August 1998        Issue: 4

Journal of Conceptual Modeling
www.inconcept.com/jcm

De-Normalization and Keeping Up With the Constraints
by Patrick Hallock

About the time we get most people understanding normalization and the advantages of doing so, we run into the new rage to create de-normalized models. It's sometimes important to point out that "to de-normalize" really means it was first "normalized". The process of de-normalization should not take the place of an initial normalized model. In fact, I would support many of my colleagues who do not want to de-normalize even for a data warehouse. Many feel that with new database engines and proper physical implementation, there is no need for de-normalization for performance. Further, Object-Relational databases also add new features that promote a de-normalized view such as, multi-valued columns. But, on with the de-normalization!

Image26.gif (3306 bytes)

Figure One: Normalized Model Fragment

This model presents the facts:

    1. Article must be categorized by the Article Type,
    2. Article Type must have a Description.

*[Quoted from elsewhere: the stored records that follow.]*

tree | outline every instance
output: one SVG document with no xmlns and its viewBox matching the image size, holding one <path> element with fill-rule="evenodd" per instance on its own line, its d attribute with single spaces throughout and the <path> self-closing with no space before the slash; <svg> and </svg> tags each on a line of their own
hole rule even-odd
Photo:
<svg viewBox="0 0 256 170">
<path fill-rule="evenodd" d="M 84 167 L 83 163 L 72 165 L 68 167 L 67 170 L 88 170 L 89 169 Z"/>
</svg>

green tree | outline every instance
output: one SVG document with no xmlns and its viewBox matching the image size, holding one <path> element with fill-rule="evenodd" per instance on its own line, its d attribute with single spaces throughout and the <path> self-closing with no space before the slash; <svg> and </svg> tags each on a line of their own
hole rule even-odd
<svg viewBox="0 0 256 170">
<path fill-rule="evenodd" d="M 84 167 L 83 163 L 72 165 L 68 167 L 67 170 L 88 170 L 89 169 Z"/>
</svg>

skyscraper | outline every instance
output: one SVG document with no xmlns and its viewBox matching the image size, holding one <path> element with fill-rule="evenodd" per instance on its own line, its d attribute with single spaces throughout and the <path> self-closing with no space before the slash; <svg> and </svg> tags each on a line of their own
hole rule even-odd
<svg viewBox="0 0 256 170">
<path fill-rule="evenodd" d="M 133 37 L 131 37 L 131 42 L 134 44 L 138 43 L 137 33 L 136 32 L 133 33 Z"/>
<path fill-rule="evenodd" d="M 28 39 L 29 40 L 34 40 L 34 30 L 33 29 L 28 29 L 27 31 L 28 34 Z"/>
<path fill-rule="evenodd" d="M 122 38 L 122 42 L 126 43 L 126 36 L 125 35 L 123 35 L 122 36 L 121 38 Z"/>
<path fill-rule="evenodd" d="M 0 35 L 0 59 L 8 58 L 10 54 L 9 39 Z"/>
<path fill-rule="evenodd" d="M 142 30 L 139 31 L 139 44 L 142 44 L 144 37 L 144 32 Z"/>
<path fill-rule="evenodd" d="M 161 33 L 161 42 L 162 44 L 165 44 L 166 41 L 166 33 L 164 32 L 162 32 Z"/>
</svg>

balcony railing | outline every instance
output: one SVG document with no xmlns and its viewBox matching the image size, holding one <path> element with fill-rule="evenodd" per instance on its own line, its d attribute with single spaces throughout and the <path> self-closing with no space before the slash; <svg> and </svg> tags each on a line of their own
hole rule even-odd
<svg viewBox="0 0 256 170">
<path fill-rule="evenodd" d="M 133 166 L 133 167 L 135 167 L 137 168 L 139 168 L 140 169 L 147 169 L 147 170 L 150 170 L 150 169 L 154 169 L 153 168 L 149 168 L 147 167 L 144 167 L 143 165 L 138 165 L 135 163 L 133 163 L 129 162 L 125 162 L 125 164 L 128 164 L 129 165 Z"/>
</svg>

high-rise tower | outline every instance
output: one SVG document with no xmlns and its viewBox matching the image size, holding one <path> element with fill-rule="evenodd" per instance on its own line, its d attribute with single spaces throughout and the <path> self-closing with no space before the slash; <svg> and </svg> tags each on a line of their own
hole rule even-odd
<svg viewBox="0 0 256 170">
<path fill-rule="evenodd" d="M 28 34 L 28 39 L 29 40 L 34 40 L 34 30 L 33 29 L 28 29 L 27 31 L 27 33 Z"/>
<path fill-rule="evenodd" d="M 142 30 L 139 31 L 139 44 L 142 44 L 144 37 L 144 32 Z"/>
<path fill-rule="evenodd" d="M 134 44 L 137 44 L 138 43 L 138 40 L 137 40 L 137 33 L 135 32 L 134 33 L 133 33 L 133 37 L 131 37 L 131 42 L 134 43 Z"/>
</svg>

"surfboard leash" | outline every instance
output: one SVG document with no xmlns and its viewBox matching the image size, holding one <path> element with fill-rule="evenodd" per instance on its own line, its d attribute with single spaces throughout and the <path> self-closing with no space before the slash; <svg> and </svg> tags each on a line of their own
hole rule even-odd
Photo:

The constraints, supported by the example populations:

    1. An Article can have only one Article Type,
    2. Article Type has only one Description,
    3. Each Description has only one Article Type.

Side Note: The Article Type has Description with a uniqueness constraint over both columns, is a fast and easy 5th normal form.

There are some implied rules as well. An Article has only one Article Type and Article Type has only one Description therefore: Article has only one Article Type Description. The 5th normal form supports that either the Code or the Description could have been the primary key. It only makes sense that "Article has one Article Type which has one Article TYPE Description, or Article has one Article Type Description that has one Article Type code" are both true. The management of this model has no surprises. The normal issues of changing the code for Article Type apply such as cascading updates, prevention of deletion, etc.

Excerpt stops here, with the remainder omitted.